Rudy Carpenter is a good but not great quarterback, and the offensive line only looks good when compared to UCLA’s. If the offensive line can find itself, there is talent at WR and RB.
The defense came alive under Erickson and should again be solid if unspectacular. Omar Bolden and Troy Nolan are both studs in the secondary. ASU has three very good defensive linemen but little depth.
Expect ASU to come back to earth as Erickson works to stockpile AAA talent.
It couldn’t happen to a less likable guy, but Mike Stoops will finally get over the hump this year. The offense will be solid with Nic Grigsby as a run threat and Willie Tuitama and a very strong WR corps mastering the spread offense. If they can stay healthy, the offensive line looks like the best crew Stoops has had.
Last year’s defense disappointed, but they should bounce back to the hard-hitting bunch Stoops is known to develop.
Depth is a concern almost everywhere, but receiver and special teams play could be a nightmare.
Mike Riley is a superb coach, and despite having to rebuild his defense, this team will be competitive. Lyle Moevao will establish himself as a reliable Pac-10 QB with a solid group of wide receivers, led by Sammie Stroughter, who could be the conference’s best wideout.
The defense must replace nine starters but has some talent coming in to mitigate the losses.
On both sides of the ball, the Beavers' ability to create a run game and stop the opponent's run will be the keys to the season.

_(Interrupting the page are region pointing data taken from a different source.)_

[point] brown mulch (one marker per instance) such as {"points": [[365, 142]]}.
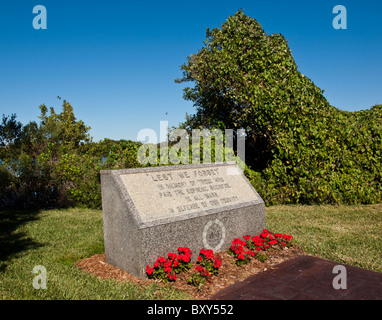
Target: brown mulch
{"points": [[229, 273]]}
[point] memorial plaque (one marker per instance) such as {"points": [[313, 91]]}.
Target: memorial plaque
{"points": [[151, 211]]}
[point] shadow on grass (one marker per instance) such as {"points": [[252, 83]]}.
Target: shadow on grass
{"points": [[13, 241]]}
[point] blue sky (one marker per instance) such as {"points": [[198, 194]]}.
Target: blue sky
{"points": [[116, 61]]}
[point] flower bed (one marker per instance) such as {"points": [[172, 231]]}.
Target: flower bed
{"points": [[208, 264]]}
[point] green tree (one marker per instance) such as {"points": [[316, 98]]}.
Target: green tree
{"points": [[302, 148]]}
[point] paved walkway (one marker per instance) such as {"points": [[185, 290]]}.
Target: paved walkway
{"points": [[305, 278]]}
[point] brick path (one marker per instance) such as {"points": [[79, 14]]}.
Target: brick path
{"points": [[305, 278]]}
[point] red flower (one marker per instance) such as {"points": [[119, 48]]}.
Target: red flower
{"points": [[149, 270]]}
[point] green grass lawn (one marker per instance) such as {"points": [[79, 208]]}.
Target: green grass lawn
{"points": [[57, 239]]}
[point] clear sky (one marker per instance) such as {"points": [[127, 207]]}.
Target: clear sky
{"points": [[116, 61]]}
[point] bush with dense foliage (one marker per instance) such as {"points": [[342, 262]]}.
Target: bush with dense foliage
{"points": [[55, 163], [299, 148]]}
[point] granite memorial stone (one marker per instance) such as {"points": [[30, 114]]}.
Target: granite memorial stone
{"points": [[148, 212]]}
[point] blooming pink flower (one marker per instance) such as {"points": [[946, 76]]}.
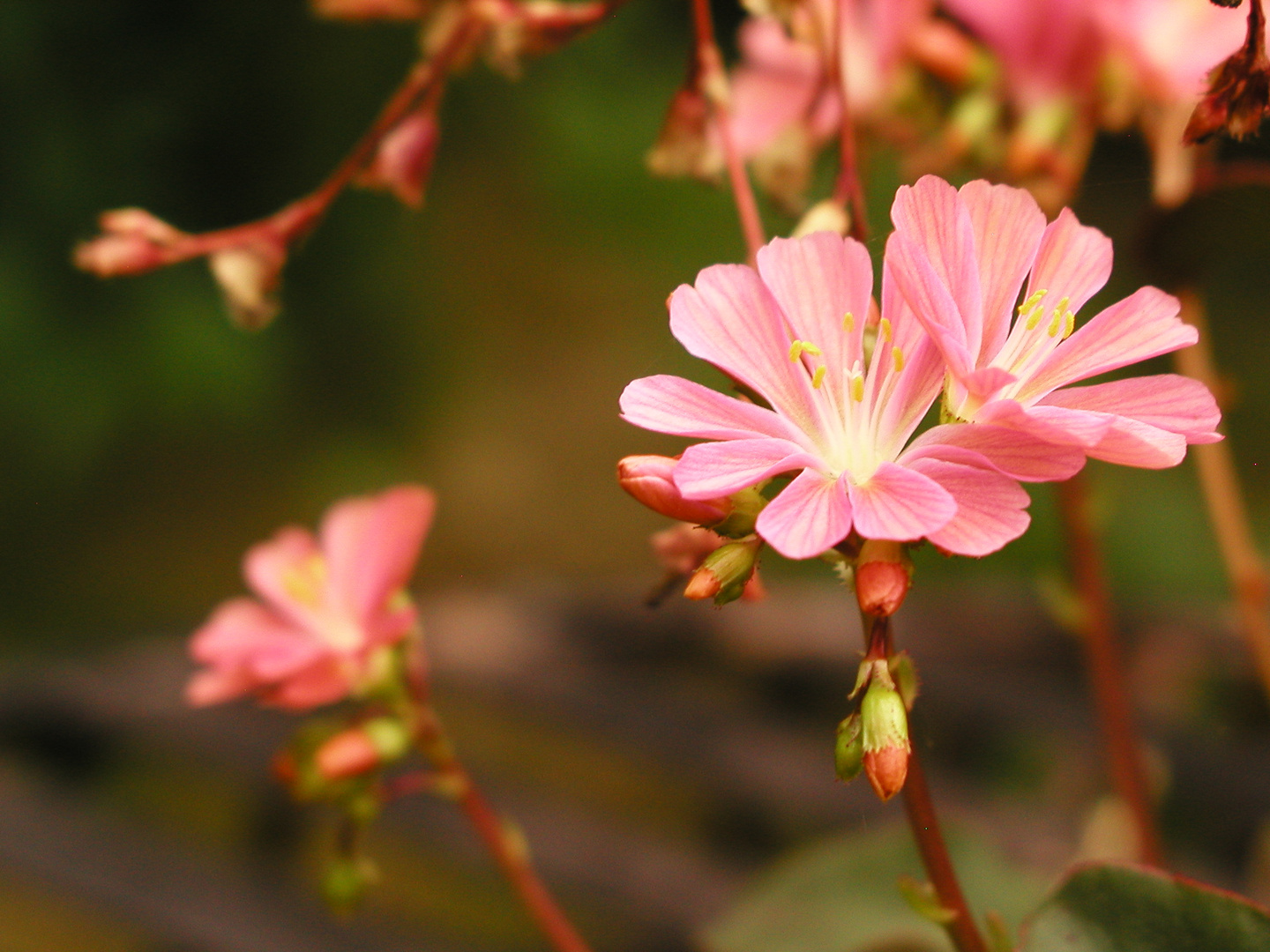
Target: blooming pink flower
{"points": [[794, 334], [326, 607], [960, 259]]}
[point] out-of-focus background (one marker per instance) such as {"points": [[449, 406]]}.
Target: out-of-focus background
{"points": [[660, 759]]}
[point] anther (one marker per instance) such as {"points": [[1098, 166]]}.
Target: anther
{"points": [[1032, 301]]}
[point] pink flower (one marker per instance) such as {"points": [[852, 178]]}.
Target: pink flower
{"points": [[794, 334], [960, 259], [326, 607], [1050, 49]]}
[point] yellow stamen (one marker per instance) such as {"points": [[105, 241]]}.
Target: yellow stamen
{"points": [[803, 346], [1032, 301], [857, 387]]}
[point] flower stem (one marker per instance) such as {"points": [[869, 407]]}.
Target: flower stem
{"points": [[935, 857], [1223, 494], [848, 188], [501, 838], [1106, 666], [714, 83]]}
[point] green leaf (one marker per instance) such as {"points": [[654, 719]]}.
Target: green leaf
{"points": [[842, 894], [1110, 908]]}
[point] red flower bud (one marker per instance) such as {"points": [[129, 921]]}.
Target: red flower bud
{"points": [[651, 480]]}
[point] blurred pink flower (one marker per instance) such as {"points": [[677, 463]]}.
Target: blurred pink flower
{"points": [[326, 606], [960, 259], [794, 334]]}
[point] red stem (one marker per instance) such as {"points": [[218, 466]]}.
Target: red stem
{"points": [[1106, 666], [714, 84], [848, 190], [935, 857]]}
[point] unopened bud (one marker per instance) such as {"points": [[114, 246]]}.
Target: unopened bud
{"points": [[361, 749], [686, 144], [249, 277], [651, 480], [885, 738], [370, 9], [828, 215], [883, 576], [404, 159], [848, 750], [724, 573]]}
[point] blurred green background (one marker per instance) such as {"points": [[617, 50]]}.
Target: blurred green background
{"points": [[478, 346]]}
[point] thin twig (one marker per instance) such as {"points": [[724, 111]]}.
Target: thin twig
{"points": [[848, 190], [1106, 666], [935, 857], [1227, 510], [714, 84]]}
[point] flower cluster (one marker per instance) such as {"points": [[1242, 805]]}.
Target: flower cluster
{"points": [[839, 395]]}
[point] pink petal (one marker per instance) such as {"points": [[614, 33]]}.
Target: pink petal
{"points": [[1053, 424], [1134, 443], [730, 319], [1168, 400], [1015, 453], [932, 216], [897, 502], [930, 301], [1073, 260], [1007, 228], [371, 546], [215, 686], [274, 568], [808, 517], [990, 508], [667, 404], [817, 280], [1139, 326], [714, 470]]}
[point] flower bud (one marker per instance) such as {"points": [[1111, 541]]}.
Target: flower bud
{"points": [[249, 277], [725, 571], [649, 479], [686, 145], [885, 738], [361, 749], [848, 750], [370, 9], [828, 215], [404, 159], [883, 576]]}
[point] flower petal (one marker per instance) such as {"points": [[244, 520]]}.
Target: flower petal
{"points": [[667, 404], [932, 216], [371, 545], [818, 279], [807, 517], [1013, 452], [990, 508], [1166, 400], [714, 470], [897, 502], [1007, 227], [930, 301], [1073, 260], [730, 319], [1142, 325]]}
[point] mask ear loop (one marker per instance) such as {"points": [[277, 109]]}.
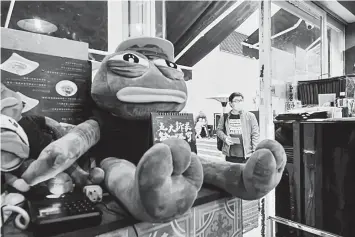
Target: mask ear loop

A staunch defense and a further injection of Jim Harbaugh’s raw optimism will result in one more win than last season. Stanford has a very strong front seven on defense, and they finally have a decent offensive line to help their offense. The Cardinal lacks any offensive playmakers, including at quarterback, and the secondary will be spotty.
While it’s highly unlikely they will surprise USC or Cal again, this Stanford team will be more competitive and take another step forward in the Harbaugh rebuilding process.
Rick Neuheisel is just going to have to grin and bear it. Despite a stout defense, UCLA does not have enough to overcome the conference’s most anemic offense.
The Bruins' offensive line will be reminiscent of the groups Stanford put out under Buddy Teevens and Walt Harris. Look for sacks galore and a nonexistent running game. The talent and depth at QB is only marginally better, which will waste a strong corps of running backs and wide receivers.
The defense should keep games close, but that won’t be enough to keep UCLA solidly out of the bottom half in the conference.
A brutal schedule will eviscerate any hope Ty Willingham had of keeping his job. His Dawgs will play hard and smart, but that won’t be enough to overcome a lack of talent. Jake Locker is an absolute stud at QB, but injuries and a lack of playmakers around him will dull his impact.
The defense is more talented than last year's group but is very young.
Given UW’s recruiting momentum, Willingham would turn this around in another year, but the UW faithful don’t have the patience.
Look for a better than expected offensive performance and an every bit as bad as advertised defense from the Cougars. They will upset a couple of folks at home but will endure some bad beatings on the road.
New coach Paul Wullf will improve this team's discipline and consistency, but unless he can recruit, he may have a short stay in Pullman.